Il faut ajouter à ce qui a été dit l’engagement des représentants pontificaux pour promouvoir la paix, qui continue à être un objectif prioritaire du Saint-Siège. Ce domaine spécifique se situe entre le réalisme et la prophétie. Le réalisme nous invite à prendre conscience de la complexité croissante des situations sociales et de leurs conflits. Et la prophétie nous pousse à ne pas renoncer à ce qui, dans un premier temps, pourrait parfois être défini comme utopique, mais qui, avec un regard attentif et plein d’espérance, peut être vu comme une possibilité réelle. Malgré les nombreuses expériences frustrantes, nous devons croire dans une lente mais irréversible maturation éthique de l’humanité. Le respect pour la liberté religieuse contribue à celle-ci, étant la voie fondamentale pour l’édification de la paix, car, en reprenant les paroles du Pape : « la paix, de fait, se construit et se conserve seulement quand l’homme peut librement chercher et servir Dieu dans son cœur, dans sa vie et dans ses relations avec les autres » (Discours au Corps diplomatique accrédité près le Saint-Siège, 10 janvier 2011). À la lumière de ces considérations, on comprend bien que le Saint-Père signale que « l’hostilité à toute forme d’importance politique et culturelle accordée à la religion, et à la présence, en particulier, de tout symbole religieux dans les institutions publiques, n’est certainement pas une expression de la laïcité, mais de sa dégénérescence en laïcisme » (Discours aux participants au 56e Congrès national organisé par l’union des juristes catholiques italiens, 9 décembre 2006).

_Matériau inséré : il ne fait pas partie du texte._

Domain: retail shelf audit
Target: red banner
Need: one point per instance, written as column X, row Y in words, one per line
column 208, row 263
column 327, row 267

C’est pourquoi j’encourage chaque jour mes collaborateurs de la secrétairerie d’État à ne pas se décourager en soutenant une ample vision des relations sociales, qui inclut le dialogue de l’Église avec l’État, qui renforce la collaboration avec les institutions civiles pour le développement intégral de la personne et de sa dignité, qui facilite le libre exercice de la mission évangélisatrice de l’Église, et qui indique le devoir de la société et de l’administration publique de garantir des espaces où les croyants puissent vivre et célébrer leur foi. Dans ce contexte, l’Église demande, dans l’exercice de sa mission dans le monde, manifestée sous diverses formes individuelles et communautaires, la même attitude de respect et d’autonomie dont celle-ci fait preuve à l’égard des réalités temporelles (cf. Discours à la Conférence épiscopale espagnole, 5 février 2009, n. 10).

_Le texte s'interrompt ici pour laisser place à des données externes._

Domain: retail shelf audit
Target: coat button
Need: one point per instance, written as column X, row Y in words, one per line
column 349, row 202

Nous rappelons aujourd’hui les inondations catastrophiques qui ont eu lieu le 25 septembre 1962 dans plusieurs régions de la Catalogne et qui provoquèrent un grand nombre de morts et de disparus, suscitant une véritable vague de solidarité face à tant de souffrance. Pour ma part, je désire destiner le montant économique de ce prix à des fins solidaires, en remettant cinquante pour cent de celui-ci à l’initiative de grand mérite de l’archevêché de Barcelone pour les jeunes sans travail, et les cinquante pour cent restants aux projets du Groupe Guadalupe du Nicaragua, une initiative créée dans ce pays par sœur Guadalupe Caldera Ramírez, capucine de la Mère du Divin Pasteur, qui à l’âge de 93 ans, continue à être l’âme de sa fondation, et pour des bourses d’étude destinées à des étudiants issus de familles aux revenus modestes des écoles de ces religieuses fondées par le bienheureux José Tous.